Sentiment Dictionary for Organisational Culture & Environment

nick-sh-oh commented 11 months ago

While collecting and processing, we realised most of the existing sentiment dictionaries out there are applicable in either general (i.e VADER) or financial (i.e MASTER) domains. Other than the domain of political science (i.e the Manifesto Corpus), there is no existing sentiment dictionary in other social domains. But as Loughran and McDonald (2011) commented, 'words have many meanings, and a word categorisation scheme derived for one discipline might not translate effectively into (other) discipline'.

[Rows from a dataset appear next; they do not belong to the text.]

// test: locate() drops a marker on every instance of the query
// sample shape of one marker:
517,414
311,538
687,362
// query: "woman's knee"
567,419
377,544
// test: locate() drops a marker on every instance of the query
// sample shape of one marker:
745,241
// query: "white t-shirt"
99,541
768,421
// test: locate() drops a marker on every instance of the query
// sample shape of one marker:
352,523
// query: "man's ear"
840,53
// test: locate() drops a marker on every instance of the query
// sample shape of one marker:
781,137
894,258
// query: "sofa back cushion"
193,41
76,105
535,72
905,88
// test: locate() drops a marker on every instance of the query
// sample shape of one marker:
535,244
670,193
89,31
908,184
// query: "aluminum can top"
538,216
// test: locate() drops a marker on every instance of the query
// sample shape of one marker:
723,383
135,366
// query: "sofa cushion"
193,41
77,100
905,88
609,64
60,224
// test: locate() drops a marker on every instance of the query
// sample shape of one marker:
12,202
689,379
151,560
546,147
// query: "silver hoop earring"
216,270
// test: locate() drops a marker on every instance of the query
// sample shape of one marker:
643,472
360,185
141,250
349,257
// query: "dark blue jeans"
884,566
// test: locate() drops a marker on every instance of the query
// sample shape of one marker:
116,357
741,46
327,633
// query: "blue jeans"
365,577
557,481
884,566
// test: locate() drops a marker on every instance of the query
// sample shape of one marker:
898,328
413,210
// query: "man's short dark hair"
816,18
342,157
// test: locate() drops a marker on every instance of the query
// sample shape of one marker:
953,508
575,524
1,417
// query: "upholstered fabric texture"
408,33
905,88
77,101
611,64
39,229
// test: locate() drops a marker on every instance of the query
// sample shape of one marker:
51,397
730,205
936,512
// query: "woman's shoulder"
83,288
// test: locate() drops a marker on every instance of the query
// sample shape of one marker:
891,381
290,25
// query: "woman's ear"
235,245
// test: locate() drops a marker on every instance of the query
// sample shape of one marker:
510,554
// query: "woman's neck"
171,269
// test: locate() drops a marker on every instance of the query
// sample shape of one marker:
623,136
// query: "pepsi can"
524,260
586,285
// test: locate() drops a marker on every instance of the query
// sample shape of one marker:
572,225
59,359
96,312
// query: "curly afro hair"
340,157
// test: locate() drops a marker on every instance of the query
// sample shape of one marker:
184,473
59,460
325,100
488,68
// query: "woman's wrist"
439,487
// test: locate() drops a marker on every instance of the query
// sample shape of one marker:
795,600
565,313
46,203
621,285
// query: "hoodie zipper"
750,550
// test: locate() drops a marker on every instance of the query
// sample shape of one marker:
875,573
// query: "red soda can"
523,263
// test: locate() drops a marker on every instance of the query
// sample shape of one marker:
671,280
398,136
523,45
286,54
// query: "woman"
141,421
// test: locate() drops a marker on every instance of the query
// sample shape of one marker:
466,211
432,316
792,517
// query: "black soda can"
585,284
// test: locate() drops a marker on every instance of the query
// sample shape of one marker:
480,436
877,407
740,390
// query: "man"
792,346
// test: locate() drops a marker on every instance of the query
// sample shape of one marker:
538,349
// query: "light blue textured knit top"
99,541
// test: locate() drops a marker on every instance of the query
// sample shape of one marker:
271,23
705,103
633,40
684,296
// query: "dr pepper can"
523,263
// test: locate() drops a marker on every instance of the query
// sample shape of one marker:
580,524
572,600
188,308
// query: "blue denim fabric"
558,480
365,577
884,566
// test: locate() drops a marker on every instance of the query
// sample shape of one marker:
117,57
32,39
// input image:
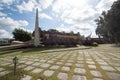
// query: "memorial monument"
36,34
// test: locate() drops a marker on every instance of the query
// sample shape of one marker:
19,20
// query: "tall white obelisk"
36,34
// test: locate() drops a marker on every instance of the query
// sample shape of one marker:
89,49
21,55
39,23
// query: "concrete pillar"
36,34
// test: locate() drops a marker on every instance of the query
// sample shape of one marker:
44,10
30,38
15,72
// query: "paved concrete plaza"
96,63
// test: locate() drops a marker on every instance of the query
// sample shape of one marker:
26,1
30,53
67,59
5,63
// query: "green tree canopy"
108,24
21,35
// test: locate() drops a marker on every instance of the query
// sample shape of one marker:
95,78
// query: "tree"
108,24
21,35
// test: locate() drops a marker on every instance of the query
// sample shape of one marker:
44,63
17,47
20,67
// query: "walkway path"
98,63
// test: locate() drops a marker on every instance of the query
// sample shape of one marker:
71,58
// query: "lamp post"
15,60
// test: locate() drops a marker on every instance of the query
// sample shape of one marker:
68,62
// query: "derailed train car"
59,38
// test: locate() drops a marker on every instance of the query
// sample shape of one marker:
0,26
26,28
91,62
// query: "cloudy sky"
63,15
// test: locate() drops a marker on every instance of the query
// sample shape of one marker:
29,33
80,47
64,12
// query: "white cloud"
27,6
75,16
8,2
5,34
80,14
45,3
43,15
2,14
104,5
9,23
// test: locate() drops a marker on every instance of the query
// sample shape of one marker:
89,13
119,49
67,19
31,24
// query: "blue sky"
63,15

We propose building a sentiment dictionary that measures sentiment in textual data relevant to the organisational culture and enviornment. And here is a brief research design sketch:

1. Data Collection:

Subreddits about Organisational Culture & Environment [r/workingmoms, r/antiwork, r/WorkReform, r/Work, r/union, r/StrikeAction, …]
Glassdoor Employee Reviews from S&P500 from 2018 to 2022.

2. Filtering:

N-grams (incl. unigrams) that appeared at least 5% of sampled data (Loughran and McDonald, 2011; Bodnaruk, Loughran and McDonald, 2015)
Constructing a core dictionary inspired by established sources (Strapparava and Valitutti, 2004; Hutto and Gilbert, 2014). For organisational culture domain, we can use dictionary such as: (i) Lasswell Value Dictionary - Sociological classification of language into four deference domains - ‘power’, ‘rectitude’, ‘respect’ and ‘affiliation’ - and four welfare domains - ‘wealth’, ‘well-being’, ‘enlightenment’ and ‘skill’. Provides resources for understanding values and motivations; (ii) VADER - Hire western-style emoticons (i.e “D=”) and emojis, Acronyms and Initialisms (i.e “AITA”, “WTF”); (iii) Harvard IV-4 - Particularly ‘Social Relations’ (words about social roles, groups and interactions), ‘Communication’ (words related to communication modes), ‘Motivation’ (words related to needs, goals and achievement)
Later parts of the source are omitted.